Demand No. 11 seeks "[e]ach document and communication concerning Gross's finances, debts, liabilities, and/or other monetary obligations, including but not limited to documents and communications concerning any audit, bank or brokerage statements, ledgers, mortgage statements, credit card statements, pledges, real estate transaction documents, accounting records, or other financial records or statements relating to the Condominium." Plaintiff does not explain, however, why Gross's individual financial records are relevant to plaintiff's fraudulent-conveyance claim. (Cf. Day, 213 AD3d at 489 [requiring "strong showing of necessity" for disclosure of individual tax returns] [internal quotation marks omitted].) This omission is especially notable in light of plaintiff's allegations that Gross took part in the fraudulent transfer together with Sponsor, rather than by making transfers from his personal accounts. (See NYSCEF No. 8 at 23-24.) Defendants need not respond to this request.
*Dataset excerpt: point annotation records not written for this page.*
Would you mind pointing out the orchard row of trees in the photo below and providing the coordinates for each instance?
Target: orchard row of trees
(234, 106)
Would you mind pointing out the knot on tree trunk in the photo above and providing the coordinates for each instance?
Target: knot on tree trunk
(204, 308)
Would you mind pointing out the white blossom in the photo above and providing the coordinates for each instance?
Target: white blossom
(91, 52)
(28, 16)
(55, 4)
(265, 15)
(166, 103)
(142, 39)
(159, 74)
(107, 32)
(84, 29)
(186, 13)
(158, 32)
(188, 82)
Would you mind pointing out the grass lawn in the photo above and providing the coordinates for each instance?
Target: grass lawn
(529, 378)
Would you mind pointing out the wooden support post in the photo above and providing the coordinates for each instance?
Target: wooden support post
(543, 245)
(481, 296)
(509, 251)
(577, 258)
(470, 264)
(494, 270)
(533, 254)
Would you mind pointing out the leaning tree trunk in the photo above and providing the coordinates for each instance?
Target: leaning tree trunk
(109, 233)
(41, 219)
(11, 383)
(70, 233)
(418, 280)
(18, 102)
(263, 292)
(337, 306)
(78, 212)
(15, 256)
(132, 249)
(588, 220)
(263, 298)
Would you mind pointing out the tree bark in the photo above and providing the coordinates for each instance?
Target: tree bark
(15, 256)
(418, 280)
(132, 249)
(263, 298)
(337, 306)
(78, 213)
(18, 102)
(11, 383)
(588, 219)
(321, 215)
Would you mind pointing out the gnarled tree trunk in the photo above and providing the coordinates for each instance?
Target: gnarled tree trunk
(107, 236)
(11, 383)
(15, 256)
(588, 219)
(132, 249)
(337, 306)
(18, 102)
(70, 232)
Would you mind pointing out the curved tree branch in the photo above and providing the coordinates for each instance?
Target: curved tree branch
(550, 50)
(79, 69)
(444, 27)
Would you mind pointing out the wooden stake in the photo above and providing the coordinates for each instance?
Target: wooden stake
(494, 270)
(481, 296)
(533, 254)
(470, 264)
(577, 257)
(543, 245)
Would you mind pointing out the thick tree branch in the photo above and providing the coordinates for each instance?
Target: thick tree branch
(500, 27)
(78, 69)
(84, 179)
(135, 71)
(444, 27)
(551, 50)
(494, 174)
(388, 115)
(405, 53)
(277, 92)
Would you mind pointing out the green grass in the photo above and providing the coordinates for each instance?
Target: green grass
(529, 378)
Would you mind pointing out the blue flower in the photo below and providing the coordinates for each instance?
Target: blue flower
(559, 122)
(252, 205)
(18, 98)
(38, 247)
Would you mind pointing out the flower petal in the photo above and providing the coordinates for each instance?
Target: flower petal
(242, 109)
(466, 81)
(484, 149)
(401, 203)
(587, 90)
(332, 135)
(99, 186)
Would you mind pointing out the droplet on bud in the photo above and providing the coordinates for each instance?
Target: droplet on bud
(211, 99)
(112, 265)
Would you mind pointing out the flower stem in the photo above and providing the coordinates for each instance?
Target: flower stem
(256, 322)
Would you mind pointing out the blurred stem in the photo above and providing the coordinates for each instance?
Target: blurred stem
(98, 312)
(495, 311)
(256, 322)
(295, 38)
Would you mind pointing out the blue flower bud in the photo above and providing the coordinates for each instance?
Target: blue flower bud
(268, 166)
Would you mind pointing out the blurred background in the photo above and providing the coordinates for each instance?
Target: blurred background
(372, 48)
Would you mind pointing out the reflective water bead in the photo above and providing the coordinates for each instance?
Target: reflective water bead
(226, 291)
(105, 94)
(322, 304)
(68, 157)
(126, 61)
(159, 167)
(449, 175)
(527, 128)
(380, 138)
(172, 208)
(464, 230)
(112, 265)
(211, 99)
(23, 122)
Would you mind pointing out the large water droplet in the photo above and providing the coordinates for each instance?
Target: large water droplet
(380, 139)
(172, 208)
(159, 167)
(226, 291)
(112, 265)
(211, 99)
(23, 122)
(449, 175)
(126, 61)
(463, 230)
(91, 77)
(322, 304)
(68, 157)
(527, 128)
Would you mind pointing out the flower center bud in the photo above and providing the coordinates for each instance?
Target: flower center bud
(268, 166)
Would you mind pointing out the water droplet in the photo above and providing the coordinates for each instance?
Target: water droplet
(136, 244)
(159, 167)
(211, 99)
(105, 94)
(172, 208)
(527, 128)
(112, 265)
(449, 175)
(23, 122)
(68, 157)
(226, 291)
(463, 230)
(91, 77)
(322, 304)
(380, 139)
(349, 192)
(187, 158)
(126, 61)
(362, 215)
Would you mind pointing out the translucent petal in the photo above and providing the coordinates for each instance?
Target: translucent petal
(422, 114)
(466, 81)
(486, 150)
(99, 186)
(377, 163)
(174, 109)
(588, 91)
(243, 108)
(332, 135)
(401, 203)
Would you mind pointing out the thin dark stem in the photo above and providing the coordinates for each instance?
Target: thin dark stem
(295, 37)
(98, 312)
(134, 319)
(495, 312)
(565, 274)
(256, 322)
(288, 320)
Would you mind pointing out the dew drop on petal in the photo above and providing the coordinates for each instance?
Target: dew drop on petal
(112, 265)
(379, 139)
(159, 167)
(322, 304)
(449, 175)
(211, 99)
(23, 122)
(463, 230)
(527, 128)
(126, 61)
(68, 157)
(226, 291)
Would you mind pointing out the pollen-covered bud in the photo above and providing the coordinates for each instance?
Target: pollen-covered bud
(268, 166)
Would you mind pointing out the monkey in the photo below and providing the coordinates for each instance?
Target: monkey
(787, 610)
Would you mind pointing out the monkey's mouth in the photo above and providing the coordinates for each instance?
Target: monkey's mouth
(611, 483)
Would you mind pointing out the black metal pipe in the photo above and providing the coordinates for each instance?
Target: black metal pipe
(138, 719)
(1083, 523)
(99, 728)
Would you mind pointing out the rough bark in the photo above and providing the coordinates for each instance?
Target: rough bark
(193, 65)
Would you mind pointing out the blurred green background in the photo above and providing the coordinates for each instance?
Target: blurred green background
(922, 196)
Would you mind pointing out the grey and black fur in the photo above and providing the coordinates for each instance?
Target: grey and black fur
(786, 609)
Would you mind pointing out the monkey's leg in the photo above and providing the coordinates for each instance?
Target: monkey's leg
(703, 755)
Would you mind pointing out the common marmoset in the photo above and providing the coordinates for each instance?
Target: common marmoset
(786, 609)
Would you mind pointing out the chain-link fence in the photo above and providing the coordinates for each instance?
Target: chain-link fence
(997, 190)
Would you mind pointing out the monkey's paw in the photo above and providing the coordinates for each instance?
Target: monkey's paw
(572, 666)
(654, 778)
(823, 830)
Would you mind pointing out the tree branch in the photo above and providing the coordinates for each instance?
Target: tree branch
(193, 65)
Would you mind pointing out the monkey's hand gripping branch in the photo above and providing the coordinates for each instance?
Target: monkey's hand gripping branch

Demand no. 12 requests production of "[e]ach document and communication concerning any payment, distribution, transfer, disbursement or other conveyance of assets, holdings, profits, property, funds, or anything of value between or among any of the Sponsor and Gross." (NYSCEF No. 65 at 10 [pdf pagination].) The requested documents are potentially relevant—though only during the approximate period in which Sponsor was selling condominium units. Also, plaintiff does not make fraudulent-conveyance allegations against Gross individually. The court concludes that defendants must respond to this demand only to the extent they have documents or communications about distributions, transfers, and the like from Sponsor to Gross from August 1, 2016, through December 31, 2021.

Demand no. 22 seeks "[e]ach document between any Defendant and any person or entity that was an investor or creditor of the Sponsor concerning the Construction or the Defects." This request—although conceivably relevant to all plaintiff's claims in this action—is overly broad and burdensome. Defendants need not respond to the request as it stands.

Accordingly, it is

ORDERED that plaintiff's motion to compel is granted in part and denied in part as set forth above; and it is further

ORDERED that defendants shall, within 30 days of entry of this order, serve supplemental document responses on plaintiff to the extent directed above; and it is further

ORDERED that with respect to document demand nos. 3, 5, 7, 8, 10, and 22, plaintiff may, within 30 days of entry of this order, serve revised, more-tailored versions of these demands on defendants.

DATE 8/12/2025

Footnotes


Footnote 1:Defendants point out that plaintiff's counsel have made very similar alter-ego allegations in several other actions involving condominium sponsors. (NYSCEF No. 103 at 9-10.) But defendants do not discuss whether discovery was constrained in those actions for that reason. Nor have they moved to dismiss the alter-ego claim.

Footnote 2:The court does not address here whether those allegations adequately support an alter-ego theory.